One of the most extraordinary characteristics of the late Dr. H. Shinto, the former President of Ishikawajima-Harima Heavy Industries (IHI) of Japan, was his willingness to assist competitors even while some of them were hoarding what they believed to be trade secrets. He knew that IHI’s unmatched shipbuilding effectiveness was due to organization of people, information and work per a product work breakdown, as advocated by the management guru Peter Drucker, combined with methods for statistical analyses that were introduced to Japanese industry by the famous statistician W. Edwards Deming.
The effect of the combination, Dr. Shinto knew from his own experience, was a constantly self-improving manufacturing system wherein ideas for improvements from whatever source and no matter how big or small their impacts, were as a matter of regular work, constantly evaluated and, when confirmed, quickly established as part of the ever-changing system. With confidence justified by at least a 20-year head start, he identified IHI’s trade secret:
“Only America can surpass Japan in shipbuilding. But, we do not worry because America has a human problem, not enough college educated people in middle management.”
“Only America has the resources to surpass Japan in shipbuilding. I mean large numbers of intelligent people.”
Dr. Shinto made those statements when I interviewed him in Tokyo on 30 October 1979. He had just retired from IHI. His demeanor reflected absolute respect for American industrial potential and confidence that American shipbuilders could be as effective as those in Japan.
He supplemented the two statements as follows: He put his left fist at about eye height and said, “This is IHI.” He put his right fist about six inches below and said, “This is the shipbuilders we helped such as those in Italy and Korea.
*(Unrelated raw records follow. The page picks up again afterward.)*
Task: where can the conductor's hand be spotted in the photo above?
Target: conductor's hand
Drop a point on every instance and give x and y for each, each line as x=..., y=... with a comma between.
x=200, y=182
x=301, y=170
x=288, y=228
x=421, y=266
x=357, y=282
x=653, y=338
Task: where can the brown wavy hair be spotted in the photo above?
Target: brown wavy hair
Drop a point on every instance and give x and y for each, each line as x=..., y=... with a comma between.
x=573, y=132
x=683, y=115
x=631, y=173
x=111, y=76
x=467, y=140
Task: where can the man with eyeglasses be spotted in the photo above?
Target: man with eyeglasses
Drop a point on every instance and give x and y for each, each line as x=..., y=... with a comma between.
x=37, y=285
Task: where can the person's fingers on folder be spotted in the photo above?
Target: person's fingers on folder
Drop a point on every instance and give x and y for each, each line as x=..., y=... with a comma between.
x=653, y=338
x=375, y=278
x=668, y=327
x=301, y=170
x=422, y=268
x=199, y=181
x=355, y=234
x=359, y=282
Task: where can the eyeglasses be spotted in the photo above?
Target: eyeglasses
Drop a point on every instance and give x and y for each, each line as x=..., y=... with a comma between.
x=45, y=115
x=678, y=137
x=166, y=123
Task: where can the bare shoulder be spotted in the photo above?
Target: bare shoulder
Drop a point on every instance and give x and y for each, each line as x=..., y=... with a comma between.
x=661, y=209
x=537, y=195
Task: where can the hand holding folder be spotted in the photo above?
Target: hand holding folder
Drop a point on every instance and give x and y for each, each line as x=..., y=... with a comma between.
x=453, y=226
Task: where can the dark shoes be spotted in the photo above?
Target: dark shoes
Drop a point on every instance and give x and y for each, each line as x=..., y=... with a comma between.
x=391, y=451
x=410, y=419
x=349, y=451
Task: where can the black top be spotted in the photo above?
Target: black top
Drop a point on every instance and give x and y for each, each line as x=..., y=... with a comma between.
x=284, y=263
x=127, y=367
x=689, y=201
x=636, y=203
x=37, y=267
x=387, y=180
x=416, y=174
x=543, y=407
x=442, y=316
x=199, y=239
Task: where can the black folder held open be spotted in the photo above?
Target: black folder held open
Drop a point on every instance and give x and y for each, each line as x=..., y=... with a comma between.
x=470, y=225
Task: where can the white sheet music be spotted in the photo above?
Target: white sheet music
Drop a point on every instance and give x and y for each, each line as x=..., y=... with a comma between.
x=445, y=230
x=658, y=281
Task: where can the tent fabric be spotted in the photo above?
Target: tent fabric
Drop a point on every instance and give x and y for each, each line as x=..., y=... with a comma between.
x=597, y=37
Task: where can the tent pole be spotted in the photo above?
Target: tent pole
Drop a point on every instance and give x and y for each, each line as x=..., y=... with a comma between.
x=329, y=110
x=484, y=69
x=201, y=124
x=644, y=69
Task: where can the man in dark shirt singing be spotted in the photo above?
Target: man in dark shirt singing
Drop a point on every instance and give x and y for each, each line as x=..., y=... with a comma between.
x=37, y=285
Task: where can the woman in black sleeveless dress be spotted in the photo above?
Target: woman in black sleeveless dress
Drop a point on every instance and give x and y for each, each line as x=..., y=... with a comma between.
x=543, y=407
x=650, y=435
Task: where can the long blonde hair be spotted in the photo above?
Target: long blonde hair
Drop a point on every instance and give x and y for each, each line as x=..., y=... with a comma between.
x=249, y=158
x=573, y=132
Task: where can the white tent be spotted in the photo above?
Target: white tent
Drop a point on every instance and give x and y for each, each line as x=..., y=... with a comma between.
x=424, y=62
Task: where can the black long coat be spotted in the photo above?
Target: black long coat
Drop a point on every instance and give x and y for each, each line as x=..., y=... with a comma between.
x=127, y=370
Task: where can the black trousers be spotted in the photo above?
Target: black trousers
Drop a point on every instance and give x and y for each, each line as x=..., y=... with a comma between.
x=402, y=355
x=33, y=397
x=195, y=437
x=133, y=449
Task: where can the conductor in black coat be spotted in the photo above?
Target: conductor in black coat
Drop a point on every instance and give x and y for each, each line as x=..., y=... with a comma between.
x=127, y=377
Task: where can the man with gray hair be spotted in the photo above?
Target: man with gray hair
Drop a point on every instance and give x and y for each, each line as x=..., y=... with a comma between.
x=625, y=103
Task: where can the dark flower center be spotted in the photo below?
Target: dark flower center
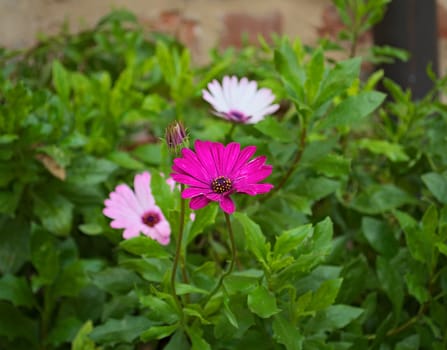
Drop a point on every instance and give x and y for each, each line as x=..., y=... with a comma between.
x=150, y=218
x=237, y=116
x=221, y=184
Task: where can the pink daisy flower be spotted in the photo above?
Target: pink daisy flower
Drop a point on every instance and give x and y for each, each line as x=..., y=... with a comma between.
x=214, y=172
x=240, y=101
x=137, y=212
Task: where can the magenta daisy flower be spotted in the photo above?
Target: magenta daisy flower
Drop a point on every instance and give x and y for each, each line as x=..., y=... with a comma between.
x=214, y=172
x=137, y=212
x=240, y=101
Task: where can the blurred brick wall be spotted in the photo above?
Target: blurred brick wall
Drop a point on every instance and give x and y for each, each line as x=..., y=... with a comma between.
x=200, y=24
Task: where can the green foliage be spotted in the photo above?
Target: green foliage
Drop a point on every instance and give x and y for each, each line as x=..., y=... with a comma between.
x=348, y=251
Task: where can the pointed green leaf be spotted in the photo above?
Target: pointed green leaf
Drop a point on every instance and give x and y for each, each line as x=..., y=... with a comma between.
x=253, y=235
x=437, y=184
x=262, y=302
x=284, y=332
x=353, y=109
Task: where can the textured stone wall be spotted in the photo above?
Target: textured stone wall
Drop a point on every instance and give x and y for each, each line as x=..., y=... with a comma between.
x=200, y=24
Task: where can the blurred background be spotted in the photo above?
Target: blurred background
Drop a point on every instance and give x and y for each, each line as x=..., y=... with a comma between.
x=204, y=24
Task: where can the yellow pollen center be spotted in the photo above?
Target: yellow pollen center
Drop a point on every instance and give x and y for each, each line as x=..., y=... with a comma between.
x=221, y=184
As they improve,” he said while representing their improvement by slowly moving his right fist upwards, “it is no problem for us to do this.” His left fist moved up so as to stay on top. Then dramatically, as his right fist moved around and over his left fist, he said, “Only you Americans can do this to us, but we don’t worry because you do not have enough college educated people in middle management.”
One year later Dr. Shinto participated in a shipbuilding short course at the University of Michigan. Without opportunity to prepare questions in advance, I was conned into interviewing him in front of a camcorder. Per the transcript he said, “The Behavior of the American worker is excellent. The only thing necessary is to change the mind of management, that’s all.”
As if that wasn’t enough, according to the 10 April 1983 Washington Post, Dr. Shinto added, “It’s that simple. High intelligence is the only source of competitiveness.”
Dr. Shinto could not have given us sounder advice.